My first impression was that the device sure looked cool. She sent me a pair of e-Cigarettes, one white with a faux-ash looking tip, and the other matte black with a diamond-cut glass tip. She also sent along a couple of different types of cartomizers, which are the “flavor” of the e-Cig and the container for the juice they use to generate the vapor. The “body” of the e-Cigarette is simply called the battery, and it came with both a wall charger and a USB charger, which is a nice touch for any mobile electronic device.

She sent me a blueberry flavor and two that were supposed to be like tobacco – the “Wowbacco” and the “Hilton” flavors.

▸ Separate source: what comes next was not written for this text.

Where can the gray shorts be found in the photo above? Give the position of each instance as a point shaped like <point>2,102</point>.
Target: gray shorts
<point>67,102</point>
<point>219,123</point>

I decided to try the Wowbacco first. I attached the cartomizer to the battery – it’s simply screwed on – and took my first drag.

I was expecting it to take a bit of suction to get anything out of it, as I’d heard that complaint before about e-Cigs, but I got pretty much just what I would from a cigar or cigarette. After a few drags, I did notice that there was a slight delay between when you started inhaling and when the vapor released, which definitely lends it an artificial feel. However, it’s really a very small delay, and it didn’t detract from the experience at all.

What surprised me most, I suppose, was that the vapor felt so light in my mouth. There was no heat or sensation of smoke, I could scarcely feel the vapor at all. The taste of this one was also very light and airy – nothing like a cigar, more like a filtered cigarette (which makes sense, given the flavor) – though it’s definitely there and quite pleasant. If anything, this flavor is a bit sweeter than I’d expect. In addition, because there’s no burning happening in the process, there’s no burning smell, no smoky smell at all. So while you get the flavor, divorced from the smoke it feels quite different than the normal smoking experience.

The vapor looks just like real smoke would, though, which is probably why the company helpfully sent along about 50 business card-sized information cards for use when questioned about it that explain the difference between an e-Cig and a regular cigarette. It informs the reader that it does not violate any of the smoking bans across the nation, ending with a polite appeal to allow the holder to continue using his e-Cigarette in the establishment – a nice touch, as I can easily see being confronted over using one of these, especially if it was a white battery with a brown cartomizer!

There’s also really no residual at all to the vapor – after using one for a while and setting it aside, there was no leftover smell in the air and my clothes hadn’t kept any of the odor. That immediately got my attention, because this effectively sweeps aside the need for talking about secondhand effects of any sort. Combine that with the fact that e-Cigs are so darned convenient – take a drag or two and put it back in your pocket! – and I can see the appeal of this as a cigarette alternative very easily.

After using it for a few days, though, I don’t know if I can see these as a good substitute for a cigar. The feel of the thing is just too “light,” and I really like the thicker feel of the smoke when you drag on a cigar. While neither of the flavors I tried was very much like a cigar – the Hilton was my preferred of the two, by the way – I could see them coming up with a decent cigar flavor. I just don’t know if the vapor is a good enough substitute.

Now, that doesn’t mean I don’t like it. It’s a great replacement for a cigarette, as far as I’m concerned – more or less the same experience without the drawbacks. And now that I have one, I’ll probably continue to use it periodically. There’s something to be said for the relaxation that comes from the simple act of smo— er, vaping.

Also – I just gave the other test battery to a friend of mine, so look for a follow up on that here in the near future!